# Dependencies

In [None]:
import pandas as pd
import altair as alt
alt.data_transformers.disable_max_rows()
import matplotlib.pyplot as plt
from xgboost import XGBClassifier

In [None]:
df = pd.read_csv("../input/tabular-playground-series-sep-2021/train.csv")

In [None]:
df

columns f1 to f118 are features that affect the the probability that a person will claim the insurance policy our task is to find out the relation between the features and the claim column

In [None]:
df.describe()

In [None]:
df["f1"].isnull().sum()
5* 957919 / 100

First thing we'll do is remove the NAN values. Since all the features are numerical I will fill the Nan rows with the mean of the specific column.
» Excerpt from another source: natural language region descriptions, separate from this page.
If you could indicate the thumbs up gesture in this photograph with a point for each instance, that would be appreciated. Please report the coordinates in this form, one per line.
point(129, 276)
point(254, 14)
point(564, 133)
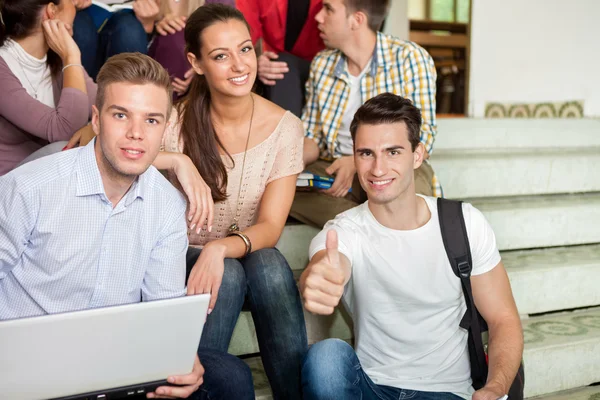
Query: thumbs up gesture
point(322, 283)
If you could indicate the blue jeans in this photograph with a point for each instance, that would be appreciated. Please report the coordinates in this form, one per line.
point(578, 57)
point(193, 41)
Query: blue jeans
point(121, 33)
point(264, 283)
point(225, 377)
point(331, 371)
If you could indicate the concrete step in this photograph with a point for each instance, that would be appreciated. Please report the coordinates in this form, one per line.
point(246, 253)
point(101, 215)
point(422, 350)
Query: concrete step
point(519, 223)
point(483, 173)
point(481, 133)
point(543, 221)
point(261, 384)
point(562, 352)
point(542, 280)
point(586, 393)
point(554, 279)
point(294, 242)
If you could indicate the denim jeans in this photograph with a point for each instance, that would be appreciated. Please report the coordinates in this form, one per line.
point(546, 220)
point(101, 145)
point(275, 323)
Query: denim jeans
point(262, 282)
point(121, 33)
point(225, 377)
point(331, 371)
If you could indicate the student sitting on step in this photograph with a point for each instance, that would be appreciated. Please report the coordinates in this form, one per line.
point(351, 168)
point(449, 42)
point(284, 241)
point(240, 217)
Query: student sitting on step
point(360, 63)
point(249, 152)
point(386, 260)
point(45, 94)
point(101, 35)
point(290, 40)
point(99, 226)
point(168, 45)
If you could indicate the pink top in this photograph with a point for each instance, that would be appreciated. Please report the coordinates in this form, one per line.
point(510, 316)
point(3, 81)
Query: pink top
point(26, 125)
point(278, 156)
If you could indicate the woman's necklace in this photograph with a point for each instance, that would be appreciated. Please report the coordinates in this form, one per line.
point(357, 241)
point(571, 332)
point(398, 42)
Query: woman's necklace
point(234, 227)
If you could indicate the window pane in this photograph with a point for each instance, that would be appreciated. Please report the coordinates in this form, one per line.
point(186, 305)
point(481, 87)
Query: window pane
point(416, 9)
point(463, 11)
point(442, 10)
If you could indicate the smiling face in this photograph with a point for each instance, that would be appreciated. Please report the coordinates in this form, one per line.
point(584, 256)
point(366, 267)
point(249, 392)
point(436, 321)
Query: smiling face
point(227, 58)
point(130, 127)
point(385, 162)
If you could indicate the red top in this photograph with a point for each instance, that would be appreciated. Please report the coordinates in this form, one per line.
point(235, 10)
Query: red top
point(267, 19)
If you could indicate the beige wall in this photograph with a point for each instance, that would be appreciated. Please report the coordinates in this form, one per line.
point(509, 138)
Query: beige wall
point(534, 51)
point(397, 21)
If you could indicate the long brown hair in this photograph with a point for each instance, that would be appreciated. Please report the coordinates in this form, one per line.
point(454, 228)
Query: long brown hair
point(21, 17)
point(200, 141)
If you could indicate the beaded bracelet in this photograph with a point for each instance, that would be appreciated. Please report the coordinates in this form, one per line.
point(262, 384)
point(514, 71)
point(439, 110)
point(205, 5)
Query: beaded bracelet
point(246, 240)
point(71, 65)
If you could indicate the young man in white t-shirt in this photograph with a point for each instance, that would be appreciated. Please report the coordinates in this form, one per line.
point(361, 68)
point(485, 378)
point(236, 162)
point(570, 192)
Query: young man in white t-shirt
point(359, 63)
point(386, 260)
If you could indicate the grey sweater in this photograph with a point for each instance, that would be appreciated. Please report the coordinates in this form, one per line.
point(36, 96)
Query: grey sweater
point(26, 124)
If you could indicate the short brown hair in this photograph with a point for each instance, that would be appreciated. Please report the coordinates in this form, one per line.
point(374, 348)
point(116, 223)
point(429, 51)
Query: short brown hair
point(376, 10)
point(388, 108)
point(135, 68)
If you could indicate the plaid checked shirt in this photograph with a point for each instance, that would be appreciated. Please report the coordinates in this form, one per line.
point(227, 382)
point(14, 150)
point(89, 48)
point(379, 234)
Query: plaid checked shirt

If a column contains more NaN values than 50% of the number of rows it will be removed. ( 5% of 957919 = 47895.95)

In [None]:
column_names = []
number_of_Nan_values = []
for x in df.columns:
    column_names.append(x)
    number_of_Nan_values.append(df[x].isnull().sum())

null_info = pd.DataFrame({
    "column_names" : column_names,
    "number_of_NAN_values" : number_of_Nan_values
})
display(null_info)
display(null_info[null_info["number_of_NAN_values"] < 47895.95])
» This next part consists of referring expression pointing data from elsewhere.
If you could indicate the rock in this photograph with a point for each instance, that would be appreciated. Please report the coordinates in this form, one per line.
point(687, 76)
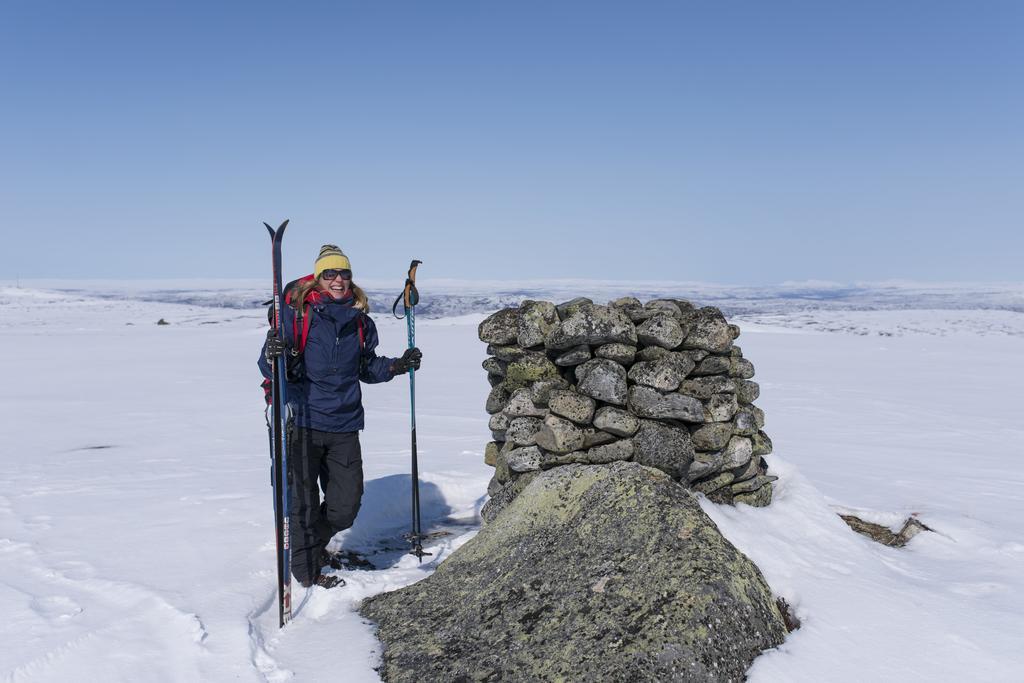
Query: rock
point(911, 527)
point(720, 408)
point(573, 356)
point(549, 460)
point(664, 375)
point(603, 380)
point(506, 353)
point(502, 471)
point(737, 453)
point(522, 431)
point(747, 391)
point(491, 453)
point(663, 330)
point(529, 368)
point(520, 406)
point(753, 484)
point(721, 497)
point(609, 453)
point(596, 326)
point(501, 328)
point(748, 471)
point(696, 354)
point(744, 422)
point(762, 444)
point(592, 437)
point(523, 460)
point(685, 306)
point(713, 484)
point(498, 397)
point(495, 367)
point(626, 302)
point(573, 306)
point(683, 363)
point(758, 499)
point(713, 365)
point(624, 354)
point(589, 573)
point(759, 416)
point(499, 422)
point(615, 421)
point(541, 391)
point(710, 332)
point(665, 446)
point(652, 353)
point(494, 485)
point(741, 368)
point(711, 436)
point(537, 319)
point(570, 404)
point(704, 465)
point(647, 402)
point(504, 495)
point(668, 306)
point(559, 435)
point(706, 387)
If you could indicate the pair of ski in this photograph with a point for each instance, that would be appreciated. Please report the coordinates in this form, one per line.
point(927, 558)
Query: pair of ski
point(279, 427)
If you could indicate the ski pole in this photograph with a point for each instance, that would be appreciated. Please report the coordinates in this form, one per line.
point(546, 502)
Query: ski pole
point(410, 297)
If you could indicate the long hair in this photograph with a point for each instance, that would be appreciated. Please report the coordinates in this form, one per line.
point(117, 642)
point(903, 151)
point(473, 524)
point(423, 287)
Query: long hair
point(304, 287)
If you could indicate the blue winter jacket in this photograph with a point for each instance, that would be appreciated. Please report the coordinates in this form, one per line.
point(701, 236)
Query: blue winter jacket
point(328, 395)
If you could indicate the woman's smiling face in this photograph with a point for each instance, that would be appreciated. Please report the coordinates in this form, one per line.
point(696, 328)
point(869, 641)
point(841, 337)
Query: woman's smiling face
point(336, 283)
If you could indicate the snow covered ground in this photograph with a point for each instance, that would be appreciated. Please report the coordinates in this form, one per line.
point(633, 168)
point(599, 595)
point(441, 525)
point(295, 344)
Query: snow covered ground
point(136, 521)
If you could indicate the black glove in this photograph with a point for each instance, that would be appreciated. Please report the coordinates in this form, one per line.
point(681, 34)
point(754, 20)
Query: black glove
point(411, 358)
point(275, 346)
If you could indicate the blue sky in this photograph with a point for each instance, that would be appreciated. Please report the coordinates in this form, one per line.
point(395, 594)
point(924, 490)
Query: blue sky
point(744, 142)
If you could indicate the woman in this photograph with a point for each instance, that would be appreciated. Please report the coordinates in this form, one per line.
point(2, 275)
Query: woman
point(329, 344)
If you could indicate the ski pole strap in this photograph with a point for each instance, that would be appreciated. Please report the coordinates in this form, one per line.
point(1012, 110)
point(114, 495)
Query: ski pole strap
point(410, 296)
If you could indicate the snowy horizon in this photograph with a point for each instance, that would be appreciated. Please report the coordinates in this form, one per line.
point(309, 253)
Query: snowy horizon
point(136, 522)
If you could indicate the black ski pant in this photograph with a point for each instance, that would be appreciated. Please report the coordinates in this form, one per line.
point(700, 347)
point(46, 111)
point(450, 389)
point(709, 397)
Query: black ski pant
point(332, 462)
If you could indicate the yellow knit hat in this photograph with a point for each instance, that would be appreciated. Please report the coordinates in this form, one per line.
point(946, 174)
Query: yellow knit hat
point(331, 257)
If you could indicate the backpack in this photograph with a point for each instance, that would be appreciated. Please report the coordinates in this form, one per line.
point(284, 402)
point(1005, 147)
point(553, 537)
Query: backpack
point(300, 327)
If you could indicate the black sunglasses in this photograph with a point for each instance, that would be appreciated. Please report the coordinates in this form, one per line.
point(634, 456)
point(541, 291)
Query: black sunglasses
point(332, 273)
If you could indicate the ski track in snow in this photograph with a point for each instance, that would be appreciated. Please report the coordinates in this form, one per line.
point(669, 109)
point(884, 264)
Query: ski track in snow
point(136, 527)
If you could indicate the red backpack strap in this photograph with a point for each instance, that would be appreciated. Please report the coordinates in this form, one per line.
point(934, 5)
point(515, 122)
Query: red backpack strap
point(305, 330)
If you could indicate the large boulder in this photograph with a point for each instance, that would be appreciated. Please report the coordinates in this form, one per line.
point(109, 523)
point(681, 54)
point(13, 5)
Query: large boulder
point(710, 331)
point(603, 380)
point(537, 319)
point(664, 445)
point(647, 402)
point(594, 326)
point(500, 328)
point(591, 572)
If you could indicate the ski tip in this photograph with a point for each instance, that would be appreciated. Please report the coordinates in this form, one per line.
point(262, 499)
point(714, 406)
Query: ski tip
point(279, 231)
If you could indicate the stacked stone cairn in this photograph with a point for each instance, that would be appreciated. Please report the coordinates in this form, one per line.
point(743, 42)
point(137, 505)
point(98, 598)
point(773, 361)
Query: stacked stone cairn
point(660, 383)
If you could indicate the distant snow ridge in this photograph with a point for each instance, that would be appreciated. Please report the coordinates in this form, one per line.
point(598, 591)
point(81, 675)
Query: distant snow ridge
point(882, 308)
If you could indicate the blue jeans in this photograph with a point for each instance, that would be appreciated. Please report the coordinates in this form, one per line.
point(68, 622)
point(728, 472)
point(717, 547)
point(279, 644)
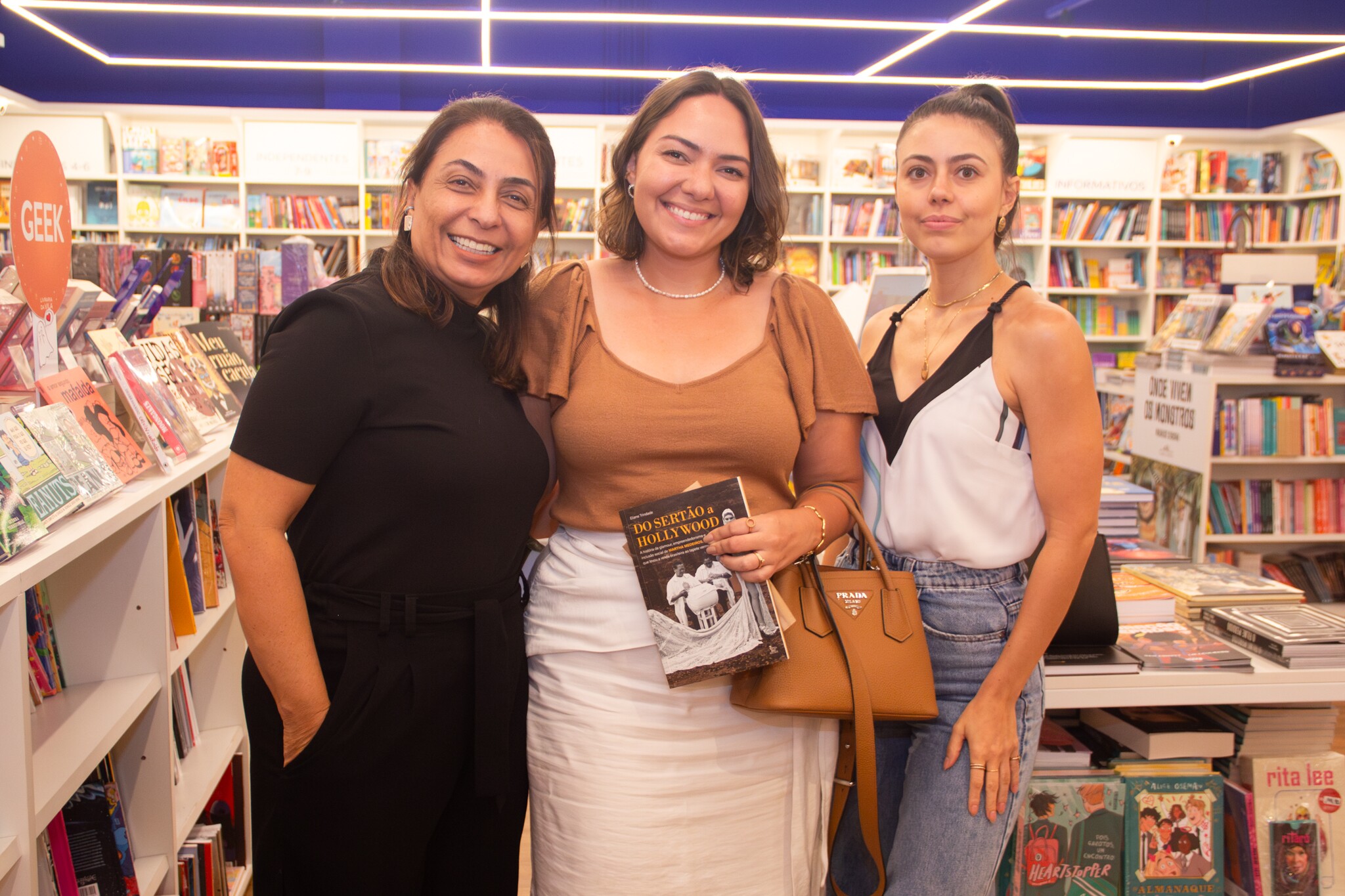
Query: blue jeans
point(934, 847)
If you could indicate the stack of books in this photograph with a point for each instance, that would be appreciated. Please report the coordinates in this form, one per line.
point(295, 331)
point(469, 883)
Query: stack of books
point(1057, 748)
point(1161, 733)
point(1297, 636)
point(1122, 551)
point(1088, 661)
point(1319, 571)
point(1278, 730)
point(1139, 601)
point(1172, 647)
point(1201, 586)
point(1119, 512)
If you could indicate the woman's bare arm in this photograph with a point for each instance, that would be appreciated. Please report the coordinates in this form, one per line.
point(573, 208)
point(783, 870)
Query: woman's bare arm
point(255, 512)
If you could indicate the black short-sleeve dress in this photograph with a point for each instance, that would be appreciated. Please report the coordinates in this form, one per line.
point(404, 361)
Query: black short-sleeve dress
point(426, 476)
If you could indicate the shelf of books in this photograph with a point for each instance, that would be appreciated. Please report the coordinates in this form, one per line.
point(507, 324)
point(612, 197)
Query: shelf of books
point(1110, 222)
point(127, 750)
point(133, 649)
Since all the collumns have less than 47895.95 null values we will not need to drop any of them.

In [None]:
for x in df.columns:
    df[x].fillna(df[x].mean() , inplace = True)


column_names = []
number_of_Nan_values = []
for x in df.columns:
    column_names.append(x)
    number_of_Nan_values.append(df[x].isnull().sum())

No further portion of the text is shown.